Up next is Kureyon color # 147. I have 13 skeins of this stashed away. I bought it to make a large felted tote bag.This is color # 164 and I have four skeins stashed away, but no idea what I'm going to do with it.
This is Kureyon color #88 and I have nine skeins. I originally bought it to make a felted bag - but I've been thinking I can only carry so many bags. So maybe it is going to become a felted table runner. I bought all the Kureyon on sale last year after a couple of successful felting projects and I went a little nuts. The store had a good sale and walked out with a large shopping bag.
I'm hoping to start a Noro project this weekend. I also have several odd balls of Kureyon sitting around, so I'm thinking I might start a Lizard Ridge Afghan too. I love the colors of Kureyon and the way it stripes, but it is a little scratchy next to the skin - so I'm not sure how I'd like a whole afghan out of it. But If I made one and didn't like it I could always felt it into a throw rug.
Thursday, November 02, 2006
Here are a couple before pictures of the area we are going to tile. There are two areas that we are going to attempt to tile and this is the largest. The metal piece against the wall on top of the cooktop comes off and will be replaced with a flush fitting piece. My pottery will have to find a new home too. There is a bowl and two plates hanging above the cooktop. I hung that just to add a little interest until we did the tile project. We've been planning on doing the tile since we moved in three years ago but are just getting around to it now.
This is the second area.
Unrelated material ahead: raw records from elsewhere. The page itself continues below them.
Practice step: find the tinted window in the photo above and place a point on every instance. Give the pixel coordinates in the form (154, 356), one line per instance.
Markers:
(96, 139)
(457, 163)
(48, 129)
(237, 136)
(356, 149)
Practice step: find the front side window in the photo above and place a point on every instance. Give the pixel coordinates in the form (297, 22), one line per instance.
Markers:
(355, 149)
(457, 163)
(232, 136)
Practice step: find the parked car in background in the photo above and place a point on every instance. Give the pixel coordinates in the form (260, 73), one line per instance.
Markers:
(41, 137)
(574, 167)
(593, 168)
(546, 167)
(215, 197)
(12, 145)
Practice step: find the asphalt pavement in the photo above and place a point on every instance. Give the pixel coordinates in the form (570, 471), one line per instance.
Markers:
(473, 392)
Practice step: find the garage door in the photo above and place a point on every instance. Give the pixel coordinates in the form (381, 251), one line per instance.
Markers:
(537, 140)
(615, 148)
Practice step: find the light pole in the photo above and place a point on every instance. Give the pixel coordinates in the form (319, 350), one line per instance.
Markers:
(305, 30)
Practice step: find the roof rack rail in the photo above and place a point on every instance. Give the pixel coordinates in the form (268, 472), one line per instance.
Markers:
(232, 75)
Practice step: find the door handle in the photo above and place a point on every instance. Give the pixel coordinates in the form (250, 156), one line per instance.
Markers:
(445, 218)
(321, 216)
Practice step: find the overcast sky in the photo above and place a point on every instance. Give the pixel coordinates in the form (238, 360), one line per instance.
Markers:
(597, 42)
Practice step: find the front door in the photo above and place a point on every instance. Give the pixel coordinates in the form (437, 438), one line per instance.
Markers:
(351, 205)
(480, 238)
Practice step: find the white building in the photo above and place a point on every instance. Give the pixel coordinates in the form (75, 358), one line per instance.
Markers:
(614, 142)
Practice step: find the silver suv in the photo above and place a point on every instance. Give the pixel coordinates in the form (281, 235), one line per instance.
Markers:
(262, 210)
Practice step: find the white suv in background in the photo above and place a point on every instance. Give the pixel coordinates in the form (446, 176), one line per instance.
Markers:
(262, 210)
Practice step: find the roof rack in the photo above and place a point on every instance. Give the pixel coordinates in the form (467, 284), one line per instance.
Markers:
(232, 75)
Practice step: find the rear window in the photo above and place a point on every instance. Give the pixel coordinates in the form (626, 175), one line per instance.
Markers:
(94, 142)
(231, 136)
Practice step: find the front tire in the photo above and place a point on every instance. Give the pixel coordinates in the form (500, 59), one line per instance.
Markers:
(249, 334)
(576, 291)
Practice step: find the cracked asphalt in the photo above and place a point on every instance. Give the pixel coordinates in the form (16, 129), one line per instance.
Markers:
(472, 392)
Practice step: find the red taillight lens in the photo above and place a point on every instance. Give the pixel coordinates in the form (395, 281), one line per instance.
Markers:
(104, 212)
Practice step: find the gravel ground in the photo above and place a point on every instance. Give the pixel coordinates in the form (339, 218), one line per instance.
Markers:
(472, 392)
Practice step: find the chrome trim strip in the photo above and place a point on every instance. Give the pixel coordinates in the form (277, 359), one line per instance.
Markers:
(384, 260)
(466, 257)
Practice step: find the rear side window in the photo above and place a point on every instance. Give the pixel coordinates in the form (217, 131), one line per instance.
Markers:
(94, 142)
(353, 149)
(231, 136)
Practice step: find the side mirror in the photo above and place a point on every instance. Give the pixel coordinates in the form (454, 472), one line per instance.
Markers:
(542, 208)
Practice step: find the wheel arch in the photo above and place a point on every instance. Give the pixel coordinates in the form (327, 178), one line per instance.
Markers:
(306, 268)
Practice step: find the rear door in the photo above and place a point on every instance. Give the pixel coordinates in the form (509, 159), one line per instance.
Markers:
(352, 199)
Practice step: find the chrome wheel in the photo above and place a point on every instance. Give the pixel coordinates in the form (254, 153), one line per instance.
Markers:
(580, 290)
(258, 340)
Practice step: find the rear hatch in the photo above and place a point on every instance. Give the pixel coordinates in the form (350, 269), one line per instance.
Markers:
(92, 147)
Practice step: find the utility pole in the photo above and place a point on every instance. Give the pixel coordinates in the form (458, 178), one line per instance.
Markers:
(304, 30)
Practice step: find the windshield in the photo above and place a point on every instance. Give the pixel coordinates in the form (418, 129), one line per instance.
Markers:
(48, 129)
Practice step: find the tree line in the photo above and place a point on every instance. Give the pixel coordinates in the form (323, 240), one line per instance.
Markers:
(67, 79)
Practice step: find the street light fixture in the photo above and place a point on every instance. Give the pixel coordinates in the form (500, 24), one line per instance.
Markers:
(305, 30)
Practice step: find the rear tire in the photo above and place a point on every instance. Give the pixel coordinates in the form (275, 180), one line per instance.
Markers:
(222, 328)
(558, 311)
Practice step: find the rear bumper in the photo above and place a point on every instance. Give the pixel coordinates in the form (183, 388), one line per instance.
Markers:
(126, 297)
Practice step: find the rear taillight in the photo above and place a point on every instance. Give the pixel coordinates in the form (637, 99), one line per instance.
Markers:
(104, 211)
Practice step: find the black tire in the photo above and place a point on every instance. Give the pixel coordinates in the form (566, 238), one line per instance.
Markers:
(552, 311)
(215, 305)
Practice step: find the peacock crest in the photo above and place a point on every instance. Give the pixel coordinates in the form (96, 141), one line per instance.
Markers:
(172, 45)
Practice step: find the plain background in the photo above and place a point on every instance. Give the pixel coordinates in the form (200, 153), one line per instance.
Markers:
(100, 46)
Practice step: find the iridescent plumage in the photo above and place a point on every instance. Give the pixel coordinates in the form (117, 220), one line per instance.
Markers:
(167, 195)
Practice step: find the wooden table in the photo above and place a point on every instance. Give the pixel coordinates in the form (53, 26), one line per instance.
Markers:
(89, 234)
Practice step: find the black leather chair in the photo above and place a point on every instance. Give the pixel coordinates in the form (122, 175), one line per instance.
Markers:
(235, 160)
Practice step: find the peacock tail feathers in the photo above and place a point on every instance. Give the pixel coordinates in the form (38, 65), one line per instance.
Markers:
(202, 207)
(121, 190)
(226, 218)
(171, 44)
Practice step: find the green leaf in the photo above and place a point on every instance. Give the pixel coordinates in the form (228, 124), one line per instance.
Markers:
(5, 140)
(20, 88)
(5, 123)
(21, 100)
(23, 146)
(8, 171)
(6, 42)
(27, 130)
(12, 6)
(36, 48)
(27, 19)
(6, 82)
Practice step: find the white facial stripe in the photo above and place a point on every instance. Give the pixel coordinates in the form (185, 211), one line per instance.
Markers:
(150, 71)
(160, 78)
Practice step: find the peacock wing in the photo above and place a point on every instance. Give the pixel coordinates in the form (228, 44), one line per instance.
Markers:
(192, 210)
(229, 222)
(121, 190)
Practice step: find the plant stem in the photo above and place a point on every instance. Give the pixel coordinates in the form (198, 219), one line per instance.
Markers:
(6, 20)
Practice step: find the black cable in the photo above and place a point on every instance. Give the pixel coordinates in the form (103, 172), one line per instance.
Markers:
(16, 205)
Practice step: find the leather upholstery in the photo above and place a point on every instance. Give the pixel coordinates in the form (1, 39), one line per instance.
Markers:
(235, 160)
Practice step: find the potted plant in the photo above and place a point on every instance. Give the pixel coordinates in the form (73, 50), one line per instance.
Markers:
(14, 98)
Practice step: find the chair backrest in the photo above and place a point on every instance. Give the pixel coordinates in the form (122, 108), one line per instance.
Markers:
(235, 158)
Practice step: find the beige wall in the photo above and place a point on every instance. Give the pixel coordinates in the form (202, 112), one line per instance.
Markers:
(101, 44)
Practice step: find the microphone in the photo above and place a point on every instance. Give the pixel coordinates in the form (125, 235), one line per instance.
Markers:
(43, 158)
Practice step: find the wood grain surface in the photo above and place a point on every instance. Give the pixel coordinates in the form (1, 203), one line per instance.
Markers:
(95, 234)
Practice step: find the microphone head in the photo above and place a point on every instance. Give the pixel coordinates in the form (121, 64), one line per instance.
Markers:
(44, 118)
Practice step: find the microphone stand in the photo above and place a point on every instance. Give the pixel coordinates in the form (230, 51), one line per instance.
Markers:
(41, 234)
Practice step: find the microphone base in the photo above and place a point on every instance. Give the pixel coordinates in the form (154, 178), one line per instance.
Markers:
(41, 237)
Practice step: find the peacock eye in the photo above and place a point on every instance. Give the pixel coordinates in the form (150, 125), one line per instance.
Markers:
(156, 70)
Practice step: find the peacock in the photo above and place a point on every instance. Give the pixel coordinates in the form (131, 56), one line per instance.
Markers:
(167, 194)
The only problem here will be the two light switches, the phone jack, and the network jack. But otherwise it should be straight forward. I saw that, but we haven't ever done any tiling projects before. We have read several books and checked out things online and are pretty sure that we can handle it. I do have a wet saw from my glass work - so we shouldn't have any problem cutting tile after we purchase a fresh blade. We are planning on starting the tile work over the Thanksgiving weekend. We each have a couple days off so it seems like a good time to start. My husband thinks we can finish completely over that time. I'm guessing that it will take a little longer than that. Most of our projects do!
It did take us a while to decide on tile. We visited several tile show rooms and the choices are staggering. Not only are the choices staggering, but the prices can be too. It was kind of overwhelming walking in and trying to decide on something. It was a little like walking into a yarn shop for the first time.
But here is the tile we decide to get. The main tile will be a 4 inch square yellow tumbled travertine. It is a natural stone so there will be a lot of variation among the tiles. We picked out two molding pieces. The larger one is for a framed out area above the cooktop. The thinner molding piece will be used to edge out the tile on the larger area where the tile meets wall.
We also picked out a glass accent piece that will primarily be used in the framed area above the cooktop, but will also be scattered in the other areas of the backsplash. We are ordering the tile today and it should be here in a week to ten days.
I know this isn't a knitting project, but it is something that will definitely take away some knitting time, so I decided to include the process on the blog. Hopefully you'll find it interesting too.